Quando la primavera dimostrava stanchezza, al ragazzo scontroso capitava, la mattina dopo la scuola e in attesa del pranzo che raramente iniziava prima delle quattordici e trenta, di finire sempre nello stesso campo sotto alle finestre di casa.
Spesso era da solo, ma aveva la gran fortuna di poter scorrazzare in quell’ampio spazio situato sul fianco del versante nord-ovest della montagna su cui si staglia, a oltre mille metri, la città di Troina.
Era chiamato u Chianu ‘a Fera, il Piano della Fiera, poiché servito per molto tempo all’allestimento di grandiosi mercati del bestiame.
Però tanto piano non è mai stato. Brullo, solo chiazze di erbe medicinali e da pascolo, indurito dallo scontro con la tramontana proveniente dai Nebrodi e al tempo stesso frantumato dalle piogge, il terreno argilloso del versante era una enorme frana pentita. In basso, il fiume era il suo confine.
Sul versante opposto, invece, le pendici dichiaravano di essere possedute da migliaia di sussurranti spiriti frondosi, nemici del fuoco.
Verso nord, nel lato dove si tenevano le fiere, il chianu accarezzava un magnifico chiostro basiliano, l’altro lato confinava solo con delle misere case con l’uscio aperto su giacigli di paglia destinati anche agli indispensabili animali da lavoro. Degradava a sud-ovest per poi cambiare nome in ‘u Chianu ‘i Fuossi, Piano dei Fossi: una zona di frana ancora più ampia, fatta di avvallamenti divisi da lame di roccia, invasi e minuscoli canyon, rughe della terra.

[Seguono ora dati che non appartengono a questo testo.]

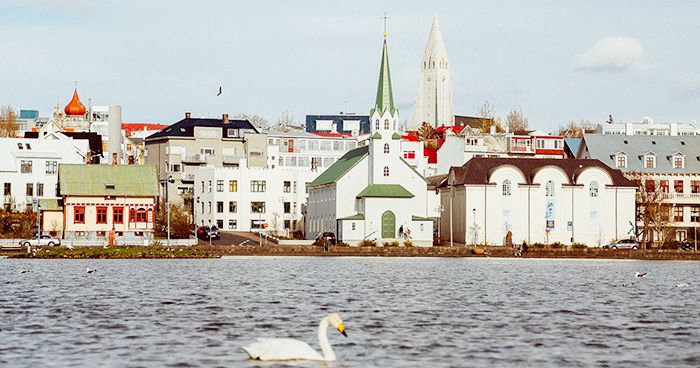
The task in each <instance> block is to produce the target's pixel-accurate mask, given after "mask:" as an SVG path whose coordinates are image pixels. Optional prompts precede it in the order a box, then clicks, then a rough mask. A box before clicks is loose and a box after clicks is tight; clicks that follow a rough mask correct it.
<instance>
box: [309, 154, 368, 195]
mask: <svg viewBox="0 0 700 368" xmlns="http://www.w3.org/2000/svg"><path fill="white" fill-rule="evenodd" d="M368 155H369V146H361V147H357V148H355V149H352V150H350V151H348V152H347V153H346V154H344V155H343V157H341V158H339V159H338V161H336V162H334V163H333V165H331V166H330V167H329V168H327V169H326V171H324V172H322V173H321V175H319V176H318V177H317V178H316V179H315V180H314V181H312V182H311V184H309V188H312V187H316V186H319V185H324V184H332V183H335V182H337V181H338V180H339V179H340V178H342V177H343V175H345V174H346V173H347V172H348V171H350V169H352V168H353V167H355V165H357V164H358V163H359V162H360V161H361V160H362V159H363V158H365V157H367V156H368Z"/></svg>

Guardando a sud, il ragazzo poteva notare che i rilievi dei colli e delle relative valli erano scolpiti sino al mare come una specie di lungo e tortuoso tunnel; sapeva che da lì arrivavano, preceduti dall’umido, stormi di uccelli migratori, insieme a una folta colonia di rondini che di solito si fermavano a lungo. In seguito, con l’arrivo del caldo vento secco del deserto africano, nell’aria sciamavano persino nubi di cavallette e locuste e tanta, tantissima sabbia dorata.
Nella tarda primavera, sul chiano persistevano alcuni smottamenti a gradoni che davano origine ad altrettanti piccoli stagni che, con grande gioia del ragazzo, ospitavano diversi tipi di anfibi e con grande disappunto della madre inghiottivano spesso gli abiti buoni della scuola in orridi fanghi assassini.
Quella era la sua palestra, scenario per epiche imprese di fantasia, per sogni a occhi aperti, come quella volta che i cugini lo avevano portato a consegnare del cibo allo zio Turi, decisamente impegnato nella fiera di quell’anno. Tra tende e bivacchi, mischiati tra centinaia di armenti tenuti da uomini rigorosamente vestiti di panno, aveva visto, o aveva creduto di vedere, anche alcuni personaggi in lunghe vesti chiare e strane cavalcature gibbose.
Quel giorno del 1963 era caldo e lui era di nuovo al chiano, il terreno quasi asciutto iniziava la rapida trasformazione estiva in manto di stoppie e cardi selvatici molto spinosi – i pisciacani, il cui cuore sfilettato dall’immancabile coltellino stilla un succo ottimo per dissetarsi quando arriva lo Scirocco. I cardi devono questo nome al fatto di essere, spesso, l’unica forma di vegetazione con ambizione all’ascesa verticale e quindi in grado di scuotere l’istinto dei randagi; in tempi più grami le ruvide foglie venivano fatte seccare dai più grandi per sostituire l’introvabile ma necessario tabacco, e si diceva che dessero anche un senso di euforia maggiore rispetto alla pianta esotica.